The one-handed backhand in tennis is as elegant a shot as it is endangered in today’s times.

While the likes of Roger Federer and Dominic Thiem keep it viable at the top level on the ATP tour, women’s tennis has not seen an effective single-handed backhand at the highest level since Justine Henin, Steffi Graf, Francesca Schiavone and Amelie Mauresmo.

Of the WTA top 30, only world No 23 Carla Suarez Navarro plays it while there are a few more in the lower rungs of the ranking such as Naomi Broady, Tatjana Maria and Conny Perrin.

So when Margarita Gasparyan played her crisp, one-handed backhand shot at the ongoing L&T Mumbai Open, most fans took notice. At little over 6 feet tall, the Russian was almost picture-perfect when she whipped her backhand, which especially served her well in her run to the semi-finals.

However, the sixth seed’s campaign came to an end against another player with an unusual armoury of strokes, Thailand’s Luksika Kumkhum who plays a two-handed forehand.

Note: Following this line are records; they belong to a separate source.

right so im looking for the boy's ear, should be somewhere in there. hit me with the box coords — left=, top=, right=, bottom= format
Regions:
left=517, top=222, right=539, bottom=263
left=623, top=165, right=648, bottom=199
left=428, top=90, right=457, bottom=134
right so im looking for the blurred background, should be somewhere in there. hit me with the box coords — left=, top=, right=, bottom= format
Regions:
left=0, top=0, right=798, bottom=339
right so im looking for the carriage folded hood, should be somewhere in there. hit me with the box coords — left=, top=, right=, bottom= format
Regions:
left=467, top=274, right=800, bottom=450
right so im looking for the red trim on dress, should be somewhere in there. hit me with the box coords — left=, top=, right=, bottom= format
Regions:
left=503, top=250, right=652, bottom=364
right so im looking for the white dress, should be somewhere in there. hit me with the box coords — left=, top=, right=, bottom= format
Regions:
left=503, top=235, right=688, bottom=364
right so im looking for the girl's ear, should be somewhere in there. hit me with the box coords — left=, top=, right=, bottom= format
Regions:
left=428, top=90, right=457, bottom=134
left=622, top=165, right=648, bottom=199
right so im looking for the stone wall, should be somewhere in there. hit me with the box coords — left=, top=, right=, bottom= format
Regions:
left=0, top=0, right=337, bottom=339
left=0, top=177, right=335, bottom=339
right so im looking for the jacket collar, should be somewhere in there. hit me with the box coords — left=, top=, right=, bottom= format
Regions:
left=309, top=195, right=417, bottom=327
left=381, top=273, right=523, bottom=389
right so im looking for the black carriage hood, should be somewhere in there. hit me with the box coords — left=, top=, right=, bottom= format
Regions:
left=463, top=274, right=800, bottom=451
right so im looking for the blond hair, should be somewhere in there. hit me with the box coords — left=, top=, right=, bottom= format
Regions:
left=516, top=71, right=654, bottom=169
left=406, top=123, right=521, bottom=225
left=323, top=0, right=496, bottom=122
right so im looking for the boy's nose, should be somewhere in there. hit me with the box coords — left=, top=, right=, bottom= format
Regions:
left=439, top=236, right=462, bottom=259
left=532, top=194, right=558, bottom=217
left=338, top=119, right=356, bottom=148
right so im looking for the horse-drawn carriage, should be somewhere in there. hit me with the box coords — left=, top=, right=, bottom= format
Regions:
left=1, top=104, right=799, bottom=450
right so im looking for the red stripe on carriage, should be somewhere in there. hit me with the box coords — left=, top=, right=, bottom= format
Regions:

She went down 6-2, 6-4 in the semi-finals, after a change is gameplan against the tiny Thai player backfired.

But even as her run came to an end, her stroke-making found plenty of fans in the crowd at the Cricket Club of India where she was cheered every time she hit a backhand winner. Chatter in the stands made instant connections to Federer and Pete Sampras, among the most successful single-handed backhands in tennis.

Incidentally, the 24-year-old’s backhand is also inspired by Roger Federer, who used it to full effect in the three-set thriller in the Paris Masters semi-final against Novak Djokovic.

“All my life it was my dream, because I started with double backhand. But after six years I decided to change. When I was about 11 maybe, I came to my house and told my parents I want to change, switch my backhand. They said ‘okay no problem’, and that’s it,” Gasparyan told on the sidelines of the Mumbai Open.

Prod her further about why and she simply states: “Because my favourite player is Federer and I always watched him on TV and I loved the shot. And really, I didn’t feel comfortable with the double handed backhand I wanted to keep the left there. It was not easy but after a few months, I felt good.”

As effortless as it looks, nobody can claim that the one-handed backhand is easy. In fact, Federer himself one said that he would advise younsgters to go with a two-hander. Two hands give more power and control with the kind of courts and spin required in tennis today.

But the Russian feels that her unique action gives her advantage. “When you have a single backhand, you are doing better slice and you can do drop shots and you feel better when you are playing at the net.

“Of course, sometimes it is tough, but I have a different... how can I say? I can do whatever I want. Some girls cannot play slice at all. It is not about power, you can hit like crazy but not put the ball inside,” she explained.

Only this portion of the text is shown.